The Teachers Service Commission (TSC) is undergoing considerable restructuring, which may limit its powers in managing over 350,000 teachers on its payroll.
If the school reform ideas are implemented, the TSC will no longer be able to serve as an employer and regulator.
TSC is formed as a constitutional Commission under Article 237 (1) of the Constitution, with the primary tasks of registering, recruiting, and employing registered teachers.
Other roles include assigning teachers to any public school or institution, promote, transfer, discipline, or terminate their employment.
This constitutional duty practically provides the TSC sole authority over teachers, with little or no influence from the ministry.
However, according to far-reaching proposals, the ministry will have a large say in TSC operations and will totally take over some functions.

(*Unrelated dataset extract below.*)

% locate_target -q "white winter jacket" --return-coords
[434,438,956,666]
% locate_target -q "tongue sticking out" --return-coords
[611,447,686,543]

In a significant departure from current practise, TSC would be required to consult with the government regarding teacher recruitment, deployment, and transfer.
The ministry would also be given authority to impose accountability on head teachers and principals who administer government schools, as well as tutors who carry out the education programme.
In order to professionalise teaching, a new regulating agency, Kenya Professional Teaching Standards (KePTS), would be established.
These are some of the recommendations mentioned in the Presidential Working Party on Education Reforms’ (PWPER) draught report.
These recommendations are still being reviewed and will be refined before the final report is given to the president.
If the final report endorses this, the new body to regulate education will be established within a year.
Insiders in the task force said that these recommendations were influenced by the dissatisfaction that exists in the education industry due to the lack of a clear line between employer and regulator.
It also emerged that there has long been concern about the current situation in which the Ministry of Education has no control over the teachers who administer government-owned schools and also implement education curriculum.
The bone of contention, it emerged, is that even though the teachers are employees of TSC, they work for the ministry of Education which is expected to supervise and appraise their delivery of the curriculum.
Yet, these teachers are deployed, transferred and promoted without consultation with the ministry of Education.
Sources in the task force revealed that during stakeholder engagements, Kenyans raised many reservations, arguing that the exclusive control of teachers by TSC has bread unruliness among some teachers, especially the heads who are the managers of the schools.
The education reforms team has made far reaching proposals that may limit TSC powers to human resource functions, some of which it will perform in close consultation with the Ministry.
Draft report reveals that the working party wants headteacher and principals to be answerable to the Ministry and that TSC consult Ministry before making transfers, deployment and promotion of teachers.